Another interesting side-effect was that the organization decided that deleting anything was a bad idea. When we used a card wall, story and bug cards would be discarded constantly. After adopting the tracking tool a bug was created in our tool by someone internal to the company. After investigating it the team realized that it was a misunderstanding of a recent user story. Instead of deleting it the team was pressured to keep that “bug” in the system “just in case someone in the future gets confused in exactly the same way.” It appears that it is just too easy to keep everything forever in a tracking tool so it allows for this accumulation. This noise in the software tool costs teams time and makes discovering the valuable work more difficult.
In my experience the most important / critical development work for a team does not come from having months or even years old, incomplete data in a development tracking tool somewhere. The critical work comes from other sources as the backlog continues to stagnate. This results in the accumulation of inventory until the organization hits a tipping point and has to declare bankruptcy and start over. Then the cycle begins again.
Once a tool is in place there is a natural urge in the organization to make it the place for everything. These are well-intentioned decisions since everyone knows the tool, and it may be “close enough” to what the team needs so they don’t want to adopt another piece of software. There may even be cost restrictions to adopting another tool that appears to do similar things. So, the tool becomes a bug tracker for development, a feature tracker, a production issue tracker from customer service and help-desk employees, a 3-month road map for the business analysts, and a multi-year road map for the executive team. Eventually the system breaks because it can’t do all of those things well and inventory is now accumulating at an alarming rate.

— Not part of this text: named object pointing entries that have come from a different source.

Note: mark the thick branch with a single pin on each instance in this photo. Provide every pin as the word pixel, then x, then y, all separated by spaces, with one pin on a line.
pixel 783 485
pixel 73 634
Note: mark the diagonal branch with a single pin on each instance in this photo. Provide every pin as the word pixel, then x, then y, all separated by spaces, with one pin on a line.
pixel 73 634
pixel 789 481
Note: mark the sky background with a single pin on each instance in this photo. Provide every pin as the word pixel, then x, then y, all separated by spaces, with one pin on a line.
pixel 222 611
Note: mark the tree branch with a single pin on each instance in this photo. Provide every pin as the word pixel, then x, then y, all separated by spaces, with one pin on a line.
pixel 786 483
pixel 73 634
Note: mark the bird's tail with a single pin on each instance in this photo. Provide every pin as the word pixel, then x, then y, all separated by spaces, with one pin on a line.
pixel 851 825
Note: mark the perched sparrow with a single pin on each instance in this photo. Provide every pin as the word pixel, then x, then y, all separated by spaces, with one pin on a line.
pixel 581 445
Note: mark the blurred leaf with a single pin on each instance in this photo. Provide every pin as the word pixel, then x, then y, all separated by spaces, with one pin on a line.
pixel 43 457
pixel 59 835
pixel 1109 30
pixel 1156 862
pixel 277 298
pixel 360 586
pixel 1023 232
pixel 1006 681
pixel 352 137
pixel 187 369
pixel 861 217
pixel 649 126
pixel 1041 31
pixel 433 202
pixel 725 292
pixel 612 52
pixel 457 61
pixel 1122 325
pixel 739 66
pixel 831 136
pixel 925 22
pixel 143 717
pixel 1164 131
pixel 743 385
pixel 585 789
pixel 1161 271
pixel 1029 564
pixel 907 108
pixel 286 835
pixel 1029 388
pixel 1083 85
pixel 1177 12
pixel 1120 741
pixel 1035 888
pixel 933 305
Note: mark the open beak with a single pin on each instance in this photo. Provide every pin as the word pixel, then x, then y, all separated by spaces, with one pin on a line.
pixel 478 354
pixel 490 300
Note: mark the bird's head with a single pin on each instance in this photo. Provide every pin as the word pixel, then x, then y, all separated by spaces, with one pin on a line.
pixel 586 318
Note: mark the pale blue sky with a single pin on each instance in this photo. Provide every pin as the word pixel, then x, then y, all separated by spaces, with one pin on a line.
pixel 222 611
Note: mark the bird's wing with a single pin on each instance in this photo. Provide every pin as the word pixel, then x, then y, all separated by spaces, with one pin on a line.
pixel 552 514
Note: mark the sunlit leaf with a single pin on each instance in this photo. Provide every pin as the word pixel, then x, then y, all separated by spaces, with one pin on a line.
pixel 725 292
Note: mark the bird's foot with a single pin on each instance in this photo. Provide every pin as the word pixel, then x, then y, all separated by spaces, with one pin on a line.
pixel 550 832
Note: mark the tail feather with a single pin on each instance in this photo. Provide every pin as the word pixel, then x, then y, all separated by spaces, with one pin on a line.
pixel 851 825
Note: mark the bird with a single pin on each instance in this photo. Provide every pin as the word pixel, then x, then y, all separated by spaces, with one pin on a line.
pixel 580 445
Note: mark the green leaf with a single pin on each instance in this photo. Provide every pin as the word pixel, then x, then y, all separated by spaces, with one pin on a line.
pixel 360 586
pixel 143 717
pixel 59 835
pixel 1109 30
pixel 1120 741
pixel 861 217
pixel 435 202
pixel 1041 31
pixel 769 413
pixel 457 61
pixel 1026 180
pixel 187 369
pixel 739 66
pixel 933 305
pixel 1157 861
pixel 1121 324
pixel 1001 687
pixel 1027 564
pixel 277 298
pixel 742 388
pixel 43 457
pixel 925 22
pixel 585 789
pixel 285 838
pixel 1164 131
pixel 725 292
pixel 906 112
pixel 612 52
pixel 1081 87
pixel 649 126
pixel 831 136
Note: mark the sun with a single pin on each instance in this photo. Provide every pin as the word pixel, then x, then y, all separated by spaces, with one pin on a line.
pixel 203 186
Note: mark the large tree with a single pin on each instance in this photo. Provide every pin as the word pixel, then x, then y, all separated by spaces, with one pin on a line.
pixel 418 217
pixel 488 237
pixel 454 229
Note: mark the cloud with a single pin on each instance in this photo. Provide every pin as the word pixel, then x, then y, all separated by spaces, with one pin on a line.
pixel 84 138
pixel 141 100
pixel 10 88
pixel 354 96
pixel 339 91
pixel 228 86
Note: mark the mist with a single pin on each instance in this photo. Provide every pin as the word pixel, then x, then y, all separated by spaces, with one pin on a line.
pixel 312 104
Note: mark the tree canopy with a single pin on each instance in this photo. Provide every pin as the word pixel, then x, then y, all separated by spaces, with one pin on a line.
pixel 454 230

Given all of these reasons, once a tool is adopted it is very hard to eliminate from an organization. So before committing to a development tool, I would consider using a card wall instead. A lot of people are skeptical of the low technology approach (we are technologists after all). If you are, try out the card wall for a while and see if it works for your team. It has an extremely low adoption cost and no risk. The best teams I’ve worked on kept their process and tools very simple. The tools stayed out of their way and the team spent their workday building software, learning from one another, and figuring out how to build software better as a team.